None of which means A New Hope is without flaw. The script, though a blueprint for action cinema now, works frequently as an afterthought. Stage-trained actors like Alec Guinness and Peter Cushing were able to breathe life into anything, and Harrison Ford leaned into his considerable charisma, but anything dealing with emotion was stylized in such a way actors and audiences had a hard time grabbing onto it, particularly Hamill. That is maybe the most important thing that can be said about A New Hope as a Star Wars film, as it would become more and more a part of the saga as time went on.
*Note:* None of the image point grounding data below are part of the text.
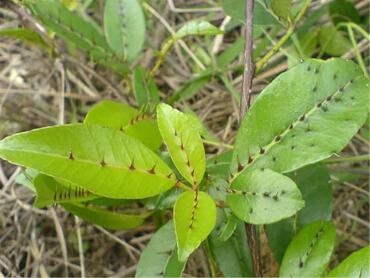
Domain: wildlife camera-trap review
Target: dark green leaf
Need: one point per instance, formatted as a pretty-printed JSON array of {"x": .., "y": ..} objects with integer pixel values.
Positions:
[
  {"x": 236, "y": 9},
  {"x": 232, "y": 256},
  {"x": 124, "y": 27},
  {"x": 308, "y": 118},
  {"x": 355, "y": 265},
  {"x": 314, "y": 183},
  {"x": 159, "y": 258},
  {"x": 263, "y": 197},
  {"x": 309, "y": 252}
]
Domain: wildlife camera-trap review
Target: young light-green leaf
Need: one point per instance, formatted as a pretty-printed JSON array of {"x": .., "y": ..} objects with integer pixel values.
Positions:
[
  {"x": 77, "y": 30},
  {"x": 355, "y": 265},
  {"x": 195, "y": 217},
  {"x": 124, "y": 26},
  {"x": 309, "y": 252},
  {"x": 183, "y": 142},
  {"x": 104, "y": 218},
  {"x": 101, "y": 160},
  {"x": 127, "y": 119},
  {"x": 281, "y": 8},
  {"x": 196, "y": 27},
  {"x": 49, "y": 191},
  {"x": 159, "y": 258},
  {"x": 264, "y": 196},
  {"x": 314, "y": 183},
  {"x": 313, "y": 111}
]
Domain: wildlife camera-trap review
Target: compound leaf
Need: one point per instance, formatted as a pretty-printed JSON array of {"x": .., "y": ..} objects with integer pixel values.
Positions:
[
  {"x": 195, "y": 217},
  {"x": 77, "y": 30},
  {"x": 309, "y": 252},
  {"x": 264, "y": 196},
  {"x": 183, "y": 142},
  {"x": 236, "y": 9},
  {"x": 196, "y": 27},
  {"x": 49, "y": 191},
  {"x": 314, "y": 183},
  {"x": 127, "y": 119},
  {"x": 355, "y": 265},
  {"x": 101, "y": 160},
  {"x": 104, "y": 218},
  {"x": 281, "y": 8},
  {"x": 309, "y": 118},
  {"x": 159, "y": 258},
  {"x": 124, "y": 26}
]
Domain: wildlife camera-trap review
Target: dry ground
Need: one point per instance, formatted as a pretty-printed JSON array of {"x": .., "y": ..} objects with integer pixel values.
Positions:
[{"x": 37, "y": 90}]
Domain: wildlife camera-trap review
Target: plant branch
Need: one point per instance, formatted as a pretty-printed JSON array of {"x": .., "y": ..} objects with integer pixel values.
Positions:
[
  {"x": 248, "y": 60},
  {"x": 260, "y": 64},
  {"x": 249, "y": 69}
]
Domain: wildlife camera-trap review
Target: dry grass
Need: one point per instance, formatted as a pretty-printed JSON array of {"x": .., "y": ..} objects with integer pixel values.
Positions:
[{"x": 36, "y": 91}]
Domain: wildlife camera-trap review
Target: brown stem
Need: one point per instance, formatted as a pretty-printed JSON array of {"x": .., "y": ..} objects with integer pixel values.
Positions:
[
  {"x": 248, "y": 59},
  {"x": 249, "y": 67}
]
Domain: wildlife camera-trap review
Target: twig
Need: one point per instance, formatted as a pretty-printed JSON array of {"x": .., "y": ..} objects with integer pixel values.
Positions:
[
  {"x": 283, "y": 39},
  {"x": 248, "y": 60},
  {"x": 249, "y": 68}
]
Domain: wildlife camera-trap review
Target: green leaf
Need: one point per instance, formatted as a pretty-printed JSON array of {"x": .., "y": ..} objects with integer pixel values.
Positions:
[
  {"x": 195, "y": 217},
  {"x": 159, "y": 258},
  {"x": 309, "y": 252},
  {"x": 27, "y": 36},
  {"x": 124, "y": 26},
  {"x": 49, "y": 192},
  {"x": 134, "y": 123},
  {"x": 333, "y": 42},
  {"x": 314, "y": 183},
  {"x": 77, "y": 30},
  {"x": 343, "y": 11},
  {"x": 355, "y": 265},
  {"x": 309, "y": 118},
  {"x": 146, "y": 91},
  {"x": 263, "y": 197},
  {"x": 281, "y": 8},
  {"x": 232, "y": 256},
  {"x": 183, "y": 142},
  {"x": 89, "y": 156},
  {"x": 105, "y": 218},
  {"x": 236, "y": 9},
  {"x": 196, "y": 27},
  {"x": 219, "y": 165}
]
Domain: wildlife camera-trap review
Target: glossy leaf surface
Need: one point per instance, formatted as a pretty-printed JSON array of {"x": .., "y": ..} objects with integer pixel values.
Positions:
[
  {"x": 124, "y": 27},
  {"x": 195, "y": 217},
  {"x": 232, "y": 255},
  {"x": 159, "y": 258},
  {"x": 263, "y": 197},
  {"x": 104, "y": 218},
  {"x": 355, "y": 265},
  {"x": 309, "y": 252},
  {"x": 76, "y": 29},
  {"x": 49, "y": 191},
  {"x": 314, "y": 183},
  {"x": 101, "y": 160},
  {"x": 183, "y": 142},
  {"x": 309, "y": 118},
  {"x": 127, "y": 119}
]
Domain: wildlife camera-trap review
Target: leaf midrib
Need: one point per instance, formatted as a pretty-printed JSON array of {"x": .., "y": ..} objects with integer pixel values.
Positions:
[
  {"x": 270, "y": 145},
  {"x": 91, "y": 162}
]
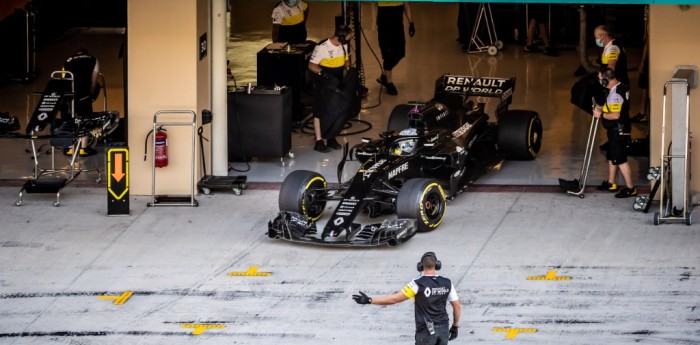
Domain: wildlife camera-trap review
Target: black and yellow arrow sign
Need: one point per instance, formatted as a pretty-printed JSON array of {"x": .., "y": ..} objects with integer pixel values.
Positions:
[{"x": 118, "y": 181}]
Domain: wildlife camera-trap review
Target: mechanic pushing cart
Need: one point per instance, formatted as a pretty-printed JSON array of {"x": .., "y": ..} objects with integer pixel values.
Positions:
[{"x": 431, "y": 152}]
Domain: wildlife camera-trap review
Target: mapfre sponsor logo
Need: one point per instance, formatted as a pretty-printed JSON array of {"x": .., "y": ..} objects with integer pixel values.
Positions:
[
  {"x": 401, "y": 168},
  {"x": 368, "y": 172}
]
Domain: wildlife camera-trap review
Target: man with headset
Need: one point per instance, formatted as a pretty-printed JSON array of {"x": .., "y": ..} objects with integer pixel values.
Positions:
[
  {"x": 430, "y": 292},
  {"x": 616, "y": 120}
]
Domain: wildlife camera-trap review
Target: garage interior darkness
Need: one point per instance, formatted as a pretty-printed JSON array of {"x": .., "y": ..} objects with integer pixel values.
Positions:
[
  {"x": 542, "y": 82},
  {"x": 530, "y": 264}
]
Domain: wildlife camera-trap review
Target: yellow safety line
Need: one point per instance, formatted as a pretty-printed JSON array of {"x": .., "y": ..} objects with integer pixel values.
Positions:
[
  {"x": 551, "y": 275},
  {"x": 121, "y": 299},
  {"x": 199, "y": 328},
  {"x": 251, "y": 272},
  {"x": 511, "y": 333}
]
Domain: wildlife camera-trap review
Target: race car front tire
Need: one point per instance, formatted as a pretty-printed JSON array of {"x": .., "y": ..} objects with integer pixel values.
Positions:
[
  {"x": 422, "y": 199},
  {"x": 303, "y": 192},
  {"x": 398, "y": 120},
  {"x": 520, "y": 134}
]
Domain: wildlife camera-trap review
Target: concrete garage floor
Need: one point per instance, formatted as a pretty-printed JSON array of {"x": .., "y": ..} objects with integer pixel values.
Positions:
[
  {"x": 539, "y": 268},
  {"x": 531, "y": 264}
]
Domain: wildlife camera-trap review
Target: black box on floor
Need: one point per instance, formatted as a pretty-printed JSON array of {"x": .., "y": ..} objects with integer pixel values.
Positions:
[
  {"x": 259, "y": 124},
  {"x": 284, "y": 67}
]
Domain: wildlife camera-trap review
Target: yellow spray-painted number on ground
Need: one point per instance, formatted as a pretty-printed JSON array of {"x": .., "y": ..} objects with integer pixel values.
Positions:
[
  {"x": 251, "y": 272},
  {"x": 199, "y": 328},
  {"x": 551, "y": 275},
  {"x": 121, "y": 299},
  {"x": 511, "y": 333}
]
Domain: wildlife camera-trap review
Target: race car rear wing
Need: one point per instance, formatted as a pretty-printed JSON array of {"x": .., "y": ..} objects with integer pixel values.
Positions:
[{"x": 478, "y": 86}]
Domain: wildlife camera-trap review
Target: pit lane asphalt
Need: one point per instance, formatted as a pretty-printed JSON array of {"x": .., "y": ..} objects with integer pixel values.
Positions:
[{"x": 530, "y": 267}]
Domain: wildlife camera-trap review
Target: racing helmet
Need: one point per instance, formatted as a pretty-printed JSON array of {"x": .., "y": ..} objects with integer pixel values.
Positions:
[{"x": 405, "y": 147}]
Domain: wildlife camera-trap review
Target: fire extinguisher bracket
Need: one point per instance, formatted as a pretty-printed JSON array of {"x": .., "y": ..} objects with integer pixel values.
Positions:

It’s also, finally, a film pushing against its limits on all sides, particularly its budgetary constraints. Sequences go from state-of-the-art to flimsy at the drop of the hat. It moves so fast it’s easy to miss how quickly it comes together or how impatient Lucas is with some of his moments. The mythology, so quickly sketched out and never lingered on, also allowed gaps for its audience to fill in, eventually creating a near-religion which, like the idolaters on Mount Sinai, threatened to consume its leader and everything around it. Sometimes specification really is necessary or else you end up with idle hands and devils and all that.

But, like Bacon said, ‘There is no beauty that hath not some strangeness in its proportion.’ It is not (and this is as true for all of Star Wars as for its initial episode) in spite of its weaknesses that A New Hope is great, but because of them.